Virtual PC Resources

Resource for getting started with Virtual PC

Because I just introduced Virtual PC to a few new colleagues at work, I've collected here various resources used in the last year or two in my use of Virtual PC, from emails, favorites, etc.


Microsoft Virtual PC 2007 Technical Reference

A good starting point for setting up your first Virtual PC, using a established, supported OS such as Windows 98, 2000 or XP


TechNet Webcast: Microsoft Virtual PC Technical Overview - Level 200

I’ve previously used this webcast to introduce Virtual PC to teams new to the product, It’s a 2004 version, but other than slight differences in look-and-feel in 2007, as an end-user, the features hold true.


Virtual PC Guy

Good blog about issues with Virtual PC, setting up uncommon scenarios, alternative OS's, etc.


Specific Platforms

Microsoft VHD Downloads
Microsoft makes available a number of platforms as pre-build virtual hard drives, typically as an time-limited evaluation, but in some situations, I've been able to then authorize them with the MSDN product keys when using for dev or test purposes.

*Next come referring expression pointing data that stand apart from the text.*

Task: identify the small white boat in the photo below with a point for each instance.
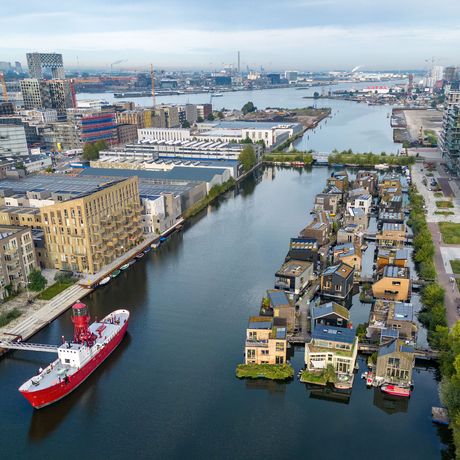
(104, 281)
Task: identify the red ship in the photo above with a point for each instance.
(78, 359)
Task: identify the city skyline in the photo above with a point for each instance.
(312, 35)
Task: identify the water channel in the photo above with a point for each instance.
(169, 391)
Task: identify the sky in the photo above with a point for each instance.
(275, 34)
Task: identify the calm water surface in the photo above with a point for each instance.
(360, 127)
(169, 390)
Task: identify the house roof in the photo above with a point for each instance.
(278, 298)
(328, 309)
(333, 334)
(392, 271)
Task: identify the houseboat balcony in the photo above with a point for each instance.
(257, 343)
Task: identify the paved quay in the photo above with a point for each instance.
(444, 253)
(35, 320)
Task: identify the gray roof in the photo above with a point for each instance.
(334, 334)
(278, 298)
(177, 173)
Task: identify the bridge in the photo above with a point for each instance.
(14, 345)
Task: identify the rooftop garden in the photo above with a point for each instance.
(265, 371)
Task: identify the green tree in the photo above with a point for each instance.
(91, 149)
(37, 282)
(248, 107)
(248, 158)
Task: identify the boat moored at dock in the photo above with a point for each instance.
(78, 359)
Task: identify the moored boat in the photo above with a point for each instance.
(104, 281)
(115, 273)
(78, 359)
(395, 390)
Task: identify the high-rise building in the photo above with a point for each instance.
(47, 94)
(449, 140)
(37, 62)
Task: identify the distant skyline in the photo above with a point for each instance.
(179, 34)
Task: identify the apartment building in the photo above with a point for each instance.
(17, 259)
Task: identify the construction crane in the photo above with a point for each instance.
(3, 84)
(152, 76)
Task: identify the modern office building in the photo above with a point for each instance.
(449, 140)
(13, 140)
(17, 259)
(38, 62)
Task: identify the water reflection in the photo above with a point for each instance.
(328, 393)
(389, 404)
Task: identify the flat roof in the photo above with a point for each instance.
(177, 173)
(335, 334)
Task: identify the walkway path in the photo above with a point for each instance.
(452, 297)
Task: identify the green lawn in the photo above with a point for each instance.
(450, 232)
(444, 204)
(53, 290)
(445, 213)
(455, 264)
(266, 371)
(9, 316)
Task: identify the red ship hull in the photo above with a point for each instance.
(50, 395)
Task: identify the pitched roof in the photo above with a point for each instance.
(334, 334)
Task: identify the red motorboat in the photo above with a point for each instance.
(78, 359)
(394, 390)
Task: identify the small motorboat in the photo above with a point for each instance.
(395, 390)
(369, 379)
(104, 281)
(115, 273)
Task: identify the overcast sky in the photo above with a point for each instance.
(277, 34)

The Server 2003/2008 VHDs especially are great for starting off an eval of a server product, rather than stepping through the OS install...every...time.

Installing a New Microsoft Office SharePoint Server 2007 Portal: Step-by-Step Instructions
Not specifically addressing Virtual PC installations, but a common task for within a Virtual PC/Server (Download the evaluation edition)

Installing Microsoft Virtual PC and a DOS Virtual Machine
Haven't came up with an actual useful need for the DOS VM yet, but just having it and being able to boot it quickly drives the point home about being able to use Virtual PC for legacy support.

Linux
Installing Ubuntu 8.04 under Microsoft Virtual PC 2007
This was the most painless Linux distribution to install from scratch on a Virtual PC. But because if you're far from a master of the Linux, but need a test bed for some web apps - the LAMP Virtual Appliance was a great out of the box solution. This is a prebuilt Virtual Hard Drive you can add as Virtual PC, and is preconfigured with a very light-weight Linux no GUI, Apache web server, mySQL database, and the PHP, Perl, and Python engines. (To fully access it from your host relies on some reverse DNS configurations I didn't know, but it for my purposes, was easy enough to alias the IP address and use that)

1 comment:

Unknown said...

JumpBox also has a large collection of virtual machines for various applications that work on Virtual PC and Virtual Server.